Electricity

DTE

DTE Energy supplies WoodCreek via a number of circuits with that result that, in the event of an outage that is not widespread, only a few homes may be affected. For this reason it is necessary to always report it to DTE at 1-800-477-4747 or on-line and not assume a neighbor has reported it.

DTE Energy has a regulated monopoly for the transmission and distribution of electricity in our area. However, Michigan Public Service Commission (MPSC) has begun to open the generation and supply of power under its Electric Choice program. The program will allow customers to purchase their electricity from an Alternative Electric Supplier (AES), however, under state law, no more than 10% of electricity maybe bought from an AES, and the program is currently fully subscribed. Consumers wishing to buy from an AES may still apply and will be put in a queue. For more information go to the MPSC website.

DTE has a number of discounted rates including:

  1. A Senior Citizen rate for those that use an average of less than 700 KWH per month.
  2. A Time of Day rate for those whose bills exceed an average of $280 per month and who can arrange to use electricity at off-peak times.
  3. A 12% reduction for air-conditioning power for those who are prepared to be switched-off, by remote signal, for 15 minute periods for up to 8 hours a day on peak demand summer days.

A simple DTE Energy bill that does not include any of the special discounts listed above may still have some 11 different charges listed. Some are explained on the bill's footnotes and a rather rudimentary explanation will be found on the relevant DTE web page.


 Gas

ConsumersNatural Gas distribution for WoodCreek is managed and billed by Consumers Energy (1-800-477-5050) but gas may be purchased from a number of Alternative Gas Suppliers (AGS), listed here, under the Michigan Public Service Commission (MPSC) gas customer choice program.

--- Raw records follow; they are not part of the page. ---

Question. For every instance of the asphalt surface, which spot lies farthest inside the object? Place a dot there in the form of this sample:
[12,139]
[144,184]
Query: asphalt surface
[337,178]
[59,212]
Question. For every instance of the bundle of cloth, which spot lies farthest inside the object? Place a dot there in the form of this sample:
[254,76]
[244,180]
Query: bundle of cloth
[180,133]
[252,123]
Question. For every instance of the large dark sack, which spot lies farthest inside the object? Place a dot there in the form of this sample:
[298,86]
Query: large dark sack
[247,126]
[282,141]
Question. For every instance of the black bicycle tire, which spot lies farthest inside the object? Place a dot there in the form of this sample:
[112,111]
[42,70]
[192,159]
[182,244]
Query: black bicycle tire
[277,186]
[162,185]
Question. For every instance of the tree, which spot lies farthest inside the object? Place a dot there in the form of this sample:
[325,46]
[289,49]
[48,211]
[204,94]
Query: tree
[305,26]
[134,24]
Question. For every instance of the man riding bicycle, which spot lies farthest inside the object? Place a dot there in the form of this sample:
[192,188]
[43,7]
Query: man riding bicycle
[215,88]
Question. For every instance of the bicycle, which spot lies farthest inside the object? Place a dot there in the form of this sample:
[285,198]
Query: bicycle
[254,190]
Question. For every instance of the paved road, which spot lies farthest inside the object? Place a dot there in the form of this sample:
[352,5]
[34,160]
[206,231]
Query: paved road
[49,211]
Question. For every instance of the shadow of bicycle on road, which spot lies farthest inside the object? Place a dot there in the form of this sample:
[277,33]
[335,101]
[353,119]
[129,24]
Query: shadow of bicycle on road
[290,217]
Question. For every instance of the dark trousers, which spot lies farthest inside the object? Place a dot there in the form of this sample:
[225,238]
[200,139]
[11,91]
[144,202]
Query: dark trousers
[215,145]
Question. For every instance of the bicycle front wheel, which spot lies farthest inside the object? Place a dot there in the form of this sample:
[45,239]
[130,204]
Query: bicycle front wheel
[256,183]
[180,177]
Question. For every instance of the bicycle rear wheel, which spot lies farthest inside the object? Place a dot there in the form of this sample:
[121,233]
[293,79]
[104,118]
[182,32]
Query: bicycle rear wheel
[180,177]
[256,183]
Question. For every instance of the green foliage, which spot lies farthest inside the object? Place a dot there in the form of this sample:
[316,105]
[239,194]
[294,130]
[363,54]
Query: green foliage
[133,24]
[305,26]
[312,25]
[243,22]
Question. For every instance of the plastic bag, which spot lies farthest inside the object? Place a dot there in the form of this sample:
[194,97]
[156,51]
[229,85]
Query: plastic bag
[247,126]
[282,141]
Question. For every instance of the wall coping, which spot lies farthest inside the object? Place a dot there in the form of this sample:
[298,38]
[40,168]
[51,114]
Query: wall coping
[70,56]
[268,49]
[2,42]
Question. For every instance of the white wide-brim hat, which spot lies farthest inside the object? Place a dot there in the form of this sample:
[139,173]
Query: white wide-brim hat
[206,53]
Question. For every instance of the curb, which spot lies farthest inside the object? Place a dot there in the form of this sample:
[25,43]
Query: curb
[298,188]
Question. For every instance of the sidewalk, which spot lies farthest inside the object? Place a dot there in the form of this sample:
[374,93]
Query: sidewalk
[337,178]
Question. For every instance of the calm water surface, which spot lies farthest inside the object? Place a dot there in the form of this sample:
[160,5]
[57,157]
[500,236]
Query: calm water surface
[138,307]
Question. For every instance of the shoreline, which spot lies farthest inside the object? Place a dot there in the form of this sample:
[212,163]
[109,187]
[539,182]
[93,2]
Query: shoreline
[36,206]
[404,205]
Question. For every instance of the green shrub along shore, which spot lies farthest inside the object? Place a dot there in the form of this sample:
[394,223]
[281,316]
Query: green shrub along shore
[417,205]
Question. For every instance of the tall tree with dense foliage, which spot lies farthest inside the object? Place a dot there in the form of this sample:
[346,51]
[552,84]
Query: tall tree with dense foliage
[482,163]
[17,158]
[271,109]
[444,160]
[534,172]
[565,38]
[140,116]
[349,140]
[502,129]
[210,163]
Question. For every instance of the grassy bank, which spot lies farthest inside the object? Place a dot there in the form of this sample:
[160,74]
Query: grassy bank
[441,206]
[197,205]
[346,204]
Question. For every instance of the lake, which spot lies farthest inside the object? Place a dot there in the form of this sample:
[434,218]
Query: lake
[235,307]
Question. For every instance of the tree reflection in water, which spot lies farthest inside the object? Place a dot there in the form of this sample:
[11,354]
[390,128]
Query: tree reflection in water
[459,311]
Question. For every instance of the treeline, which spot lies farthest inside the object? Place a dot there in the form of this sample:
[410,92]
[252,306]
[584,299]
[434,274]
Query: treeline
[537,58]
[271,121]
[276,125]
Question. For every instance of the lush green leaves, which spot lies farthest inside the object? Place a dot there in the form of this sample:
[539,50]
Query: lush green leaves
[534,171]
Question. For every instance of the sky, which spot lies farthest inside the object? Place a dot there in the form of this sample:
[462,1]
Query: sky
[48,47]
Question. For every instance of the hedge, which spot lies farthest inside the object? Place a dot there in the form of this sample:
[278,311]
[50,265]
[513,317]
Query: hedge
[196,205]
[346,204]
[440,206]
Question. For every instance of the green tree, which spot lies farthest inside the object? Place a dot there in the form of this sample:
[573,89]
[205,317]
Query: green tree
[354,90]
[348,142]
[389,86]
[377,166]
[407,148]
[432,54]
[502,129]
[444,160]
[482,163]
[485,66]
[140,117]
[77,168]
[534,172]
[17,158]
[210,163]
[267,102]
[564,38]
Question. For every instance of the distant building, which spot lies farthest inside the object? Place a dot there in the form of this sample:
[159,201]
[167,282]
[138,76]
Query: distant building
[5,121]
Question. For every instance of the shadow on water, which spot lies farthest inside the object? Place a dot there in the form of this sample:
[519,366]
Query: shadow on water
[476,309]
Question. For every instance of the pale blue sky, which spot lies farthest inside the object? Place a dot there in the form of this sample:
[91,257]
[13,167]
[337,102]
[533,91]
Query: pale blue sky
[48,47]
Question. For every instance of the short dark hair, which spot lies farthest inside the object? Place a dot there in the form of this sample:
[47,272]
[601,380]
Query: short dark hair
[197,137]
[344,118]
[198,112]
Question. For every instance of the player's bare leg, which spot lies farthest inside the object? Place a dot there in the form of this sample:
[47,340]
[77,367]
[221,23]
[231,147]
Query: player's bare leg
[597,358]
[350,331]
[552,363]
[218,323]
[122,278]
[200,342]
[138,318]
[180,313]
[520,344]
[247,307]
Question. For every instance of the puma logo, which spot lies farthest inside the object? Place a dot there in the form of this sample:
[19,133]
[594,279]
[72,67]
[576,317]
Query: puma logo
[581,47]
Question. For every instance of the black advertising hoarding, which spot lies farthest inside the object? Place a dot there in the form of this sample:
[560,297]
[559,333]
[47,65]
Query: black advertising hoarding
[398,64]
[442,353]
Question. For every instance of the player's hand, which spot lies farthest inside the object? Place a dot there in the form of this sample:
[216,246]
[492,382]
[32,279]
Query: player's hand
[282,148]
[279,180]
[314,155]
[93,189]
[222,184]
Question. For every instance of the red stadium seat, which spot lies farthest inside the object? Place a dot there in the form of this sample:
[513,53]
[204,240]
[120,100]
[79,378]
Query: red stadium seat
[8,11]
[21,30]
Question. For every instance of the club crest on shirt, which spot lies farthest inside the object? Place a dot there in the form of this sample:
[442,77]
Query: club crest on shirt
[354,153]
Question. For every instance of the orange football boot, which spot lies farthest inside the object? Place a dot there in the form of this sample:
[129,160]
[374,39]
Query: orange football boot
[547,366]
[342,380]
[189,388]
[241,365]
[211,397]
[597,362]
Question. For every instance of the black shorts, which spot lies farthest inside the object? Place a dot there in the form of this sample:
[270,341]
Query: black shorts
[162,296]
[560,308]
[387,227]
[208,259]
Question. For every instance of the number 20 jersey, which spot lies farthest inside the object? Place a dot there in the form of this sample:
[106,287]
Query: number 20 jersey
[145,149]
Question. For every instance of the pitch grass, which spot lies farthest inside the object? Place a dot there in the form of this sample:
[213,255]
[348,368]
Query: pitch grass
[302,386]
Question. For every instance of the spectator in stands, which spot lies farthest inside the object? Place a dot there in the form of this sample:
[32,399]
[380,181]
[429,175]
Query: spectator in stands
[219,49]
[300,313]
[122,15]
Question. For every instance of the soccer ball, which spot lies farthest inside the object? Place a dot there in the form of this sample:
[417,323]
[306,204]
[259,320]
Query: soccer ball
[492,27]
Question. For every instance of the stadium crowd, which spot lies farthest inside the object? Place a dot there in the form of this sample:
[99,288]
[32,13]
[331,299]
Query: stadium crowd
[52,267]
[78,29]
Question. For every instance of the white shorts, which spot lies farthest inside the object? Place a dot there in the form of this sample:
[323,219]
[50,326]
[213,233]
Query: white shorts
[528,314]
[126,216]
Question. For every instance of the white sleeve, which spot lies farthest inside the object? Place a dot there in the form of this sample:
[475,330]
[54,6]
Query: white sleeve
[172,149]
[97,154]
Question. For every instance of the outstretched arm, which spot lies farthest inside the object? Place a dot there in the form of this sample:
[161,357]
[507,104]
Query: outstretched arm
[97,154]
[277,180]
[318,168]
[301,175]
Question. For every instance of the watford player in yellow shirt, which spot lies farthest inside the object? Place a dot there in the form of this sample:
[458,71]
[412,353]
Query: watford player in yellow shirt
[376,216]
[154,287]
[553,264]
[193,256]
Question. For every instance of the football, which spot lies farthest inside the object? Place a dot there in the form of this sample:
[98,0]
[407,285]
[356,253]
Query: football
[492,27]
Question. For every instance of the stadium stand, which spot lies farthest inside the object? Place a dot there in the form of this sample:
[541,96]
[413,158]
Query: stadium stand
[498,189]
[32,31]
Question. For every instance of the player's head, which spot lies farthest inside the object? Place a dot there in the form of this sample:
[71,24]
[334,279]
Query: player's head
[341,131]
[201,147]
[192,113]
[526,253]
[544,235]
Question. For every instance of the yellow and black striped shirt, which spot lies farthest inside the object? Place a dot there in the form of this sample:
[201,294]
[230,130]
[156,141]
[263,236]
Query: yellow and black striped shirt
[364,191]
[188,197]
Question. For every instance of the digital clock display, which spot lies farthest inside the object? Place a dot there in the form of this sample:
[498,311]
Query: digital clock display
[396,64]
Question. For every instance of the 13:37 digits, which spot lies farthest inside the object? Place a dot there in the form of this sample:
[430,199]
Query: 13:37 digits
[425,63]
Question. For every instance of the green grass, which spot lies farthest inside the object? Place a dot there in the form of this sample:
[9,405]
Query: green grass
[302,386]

Gas bought from Consumers Energy is price controlled by the MPSC, whereas that bought from an AGS may often be cheaper, but consumers are advised to study the details of the different programs available before making a choice. MPSC have published Consumer Tips and Making an Informed Choice to help gas customers make their decision. Note also that the actual price of gas usually only approximates to half of our total gas bills, other charges making up a significant proportion, see below.

A number of items contribute to the total billed by Consumers Energy each month.

  1. Customer Charge. Costs of metering, meter reading, billings and other customer-related operating costs.
  2. Gas Distribution. Costs, which are based on the amount of gas used, that are related to delivering gas from the transmission system or storage fields to the customer's premises, including operating and maintenance expenses.
  3. Energy Efficiency. A surcharge based on gas used for recovering all costs associated with the Consumers Energy MPSC approved Energy Efficiency Programs.
  4. GCR or VAR or other descriptor (depending on whether the gas is purchased from Consumers Energy (GCR = Gas Cost Recovery) or from an AGS that charges a variable rate (VAR) or another plan). This charge is for the actual gas used at the approved or AGS rate.
  5. Tax.

 

Water and Sewage

faucet

The WoodCreek subdivision is split in terms of Water and Sewage between the Farms and the Hills. (For definition of these terms, see our Maps page).

The overwhelming majority of homes in the Farms have private drilled wells and, like some 25% of the population, have an unsewered system typically consisting of a septic tank, a distribution box, and a rock-and-gravel-lined absorption field.

Homes in the Hills, on the other, are served by City water and sewage systems. The City has an good overview of the system on its website. Water is metered and charges are quoted per 1,000 cubic feet (7,480 gallons). It is presumed that the water used goes into the sewers and, as a result, sewage disposal rates are based on the amount of water used. About 43% of a typical water bill will be for sewage disposal. If you use a lot of water for irrigation or a swimming pool then that water does not go into the sewer and you may wish to consider installing a second meter for water used outside only, which will be billed without the sewer disposal charge. Installing such a meter currently costs about $800 and so it may take a number of years to recoup the investment. The City's Dual Meter Program page includes a worksheet that can help in deciding whether a second meter is worthwhile for you.